There was really just one choice of course, and it was to back track south once again to the magic valley. It was in so many ways just what I had been dreaming of for years. And now it gets to be my every day. That is magic.
The Long Road
Decorating blind, again
Now sitting in Scotiabank’s my little apartment, I have owned exactly 2 homes in my 35 years. Both of them I bought sight unseen, from several thousand kilometres away. So wandering the showrooms and marketplace at IKEA, and burning my fingertips on my phone screen from spending so much time in their app, to furnish a place I hadn’t actually seen, wasn’t new or particularly surprising. It was in a way my bliss, and I loved every second of it.
Finding space for all of that love and bliss in a little Ford Escape wasn’t the most straight forward task. I knew in a worst case scenario, I could just ship up a few boxes and that wouldn’t be the end of the world. But I didn’t need to save any space for anything, it didn’t matter how ridiculous the inside of my car looked. There aren’t any prizes for unused space, so I may as well just try to take it all. I unpacked individual IKEA items to save on space and weight. I stuffed clothes into lampshades. I padded the back window with pillows to keep a floor mirror and ceiling track light from going through it on acceleration and bumps. Plants were boxed up in bunches and stacked. It was the culmination of nearly a decade of playing tetris with suitcases at YVR.
A few highways bumps made me bite my lip hard and turn my head back at my porcelain bathroom sink, as if I could see it, wondering if I had just rendered it useless. But thankfully not. Not that I was ever driving very fast anyway. I had litres per hundred records to set.
"There aren't any prizes for unused space, so I may as well just try to take it all."
Beauty anxiety and cosy nights
Long drives soothe me. They aren’t a chore, they’ve never felt like a thorn in my side or something I just needed to get over with. They’re one of the best parts of life, and in my dream car, going up through one of the most beautiful places in the world, it was something I was more than ready to enjoy every second of. I just wish there were more McDonald’s for their baked apple pies and black coffee.
So more than 9 weeks behind schedule, it was finally departure day for the Yukon after a multiple-time extended summer in BC. Hotels were booked, cancelled, and re-booked. It was a running joke in my mum’s house that every conversation we had about how my apartment is coming along in Whitehorse, the year of completion got exponentially more ridiculous.

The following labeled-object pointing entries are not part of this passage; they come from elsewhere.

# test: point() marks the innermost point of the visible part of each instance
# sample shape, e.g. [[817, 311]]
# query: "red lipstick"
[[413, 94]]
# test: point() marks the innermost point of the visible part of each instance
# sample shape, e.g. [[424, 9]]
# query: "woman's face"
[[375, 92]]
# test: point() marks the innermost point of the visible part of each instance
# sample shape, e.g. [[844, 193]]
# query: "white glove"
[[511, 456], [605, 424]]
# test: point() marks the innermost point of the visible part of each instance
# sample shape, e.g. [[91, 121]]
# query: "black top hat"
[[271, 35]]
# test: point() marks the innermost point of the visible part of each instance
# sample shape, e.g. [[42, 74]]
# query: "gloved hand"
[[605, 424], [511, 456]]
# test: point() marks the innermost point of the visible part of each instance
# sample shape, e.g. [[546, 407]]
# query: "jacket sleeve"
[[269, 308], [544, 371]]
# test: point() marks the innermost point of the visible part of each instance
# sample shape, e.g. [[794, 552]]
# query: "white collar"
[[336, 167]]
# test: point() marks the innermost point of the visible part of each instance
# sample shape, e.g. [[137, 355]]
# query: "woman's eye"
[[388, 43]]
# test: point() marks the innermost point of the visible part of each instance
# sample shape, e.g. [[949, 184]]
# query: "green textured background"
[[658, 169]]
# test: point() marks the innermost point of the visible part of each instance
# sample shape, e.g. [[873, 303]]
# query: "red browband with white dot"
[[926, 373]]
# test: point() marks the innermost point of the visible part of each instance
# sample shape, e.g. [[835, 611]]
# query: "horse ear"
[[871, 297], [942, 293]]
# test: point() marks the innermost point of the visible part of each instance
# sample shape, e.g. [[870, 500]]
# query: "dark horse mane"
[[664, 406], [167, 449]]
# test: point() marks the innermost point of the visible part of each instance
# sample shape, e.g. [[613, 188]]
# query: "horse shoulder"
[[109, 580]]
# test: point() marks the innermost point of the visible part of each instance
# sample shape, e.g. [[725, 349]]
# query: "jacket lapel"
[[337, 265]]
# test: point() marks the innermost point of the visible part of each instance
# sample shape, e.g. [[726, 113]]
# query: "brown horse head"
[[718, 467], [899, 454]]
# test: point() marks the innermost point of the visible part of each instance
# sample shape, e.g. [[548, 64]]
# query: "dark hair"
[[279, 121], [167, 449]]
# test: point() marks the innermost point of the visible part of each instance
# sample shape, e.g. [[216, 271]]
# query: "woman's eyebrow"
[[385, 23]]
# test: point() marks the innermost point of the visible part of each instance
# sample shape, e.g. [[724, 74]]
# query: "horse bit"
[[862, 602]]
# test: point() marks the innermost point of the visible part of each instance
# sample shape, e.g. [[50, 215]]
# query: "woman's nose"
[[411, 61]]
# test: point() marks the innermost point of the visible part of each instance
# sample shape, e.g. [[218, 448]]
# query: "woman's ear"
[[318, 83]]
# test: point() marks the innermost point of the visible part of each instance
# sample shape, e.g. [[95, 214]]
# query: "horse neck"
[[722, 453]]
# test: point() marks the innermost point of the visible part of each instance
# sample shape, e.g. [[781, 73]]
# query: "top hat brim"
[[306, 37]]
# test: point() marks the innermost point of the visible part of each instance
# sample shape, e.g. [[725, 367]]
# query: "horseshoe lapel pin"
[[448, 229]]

"Don't you go falling in love with my ZZ plant now, because I'm taking it with me when I leave here in 2054."
But now I was staring down another 2,200 kilometres, a distance I’d been used to doing straight through. I would this time spread it out over 3 days. 8 hour drives easily became 14 hour days between coffee breaks, emergency photo stops, drone launches, and deep breaths in the sweet forest air.
The weather changed often and dramatically. Golden hour light took my breath away, touching the very tops of trees or peaks of mountains. Blue hour felt never ending and never more beautiful. It was the best of summer, every moment of it. The beauty was almost too much for my chest.
What's good isn't only happy
April 14 at last, -23°
Ethiopian one last time for dinner because there could be no better ending than that. Back home, it felt like forever laying on my back. Just staring at my ceiling, but I eventually fell asleep on my old sofa. The northern lights still danced outside every window. The serenade was of course perfect too.
A restless night ended to low, orange sunlight pouring in the windows. I made a small, spacey walk around the house running my fingers along random walls. I held back tears for all of about 4 seconds inside my long idling car, and finally pulled away for the last time, looking back more times than I can remember.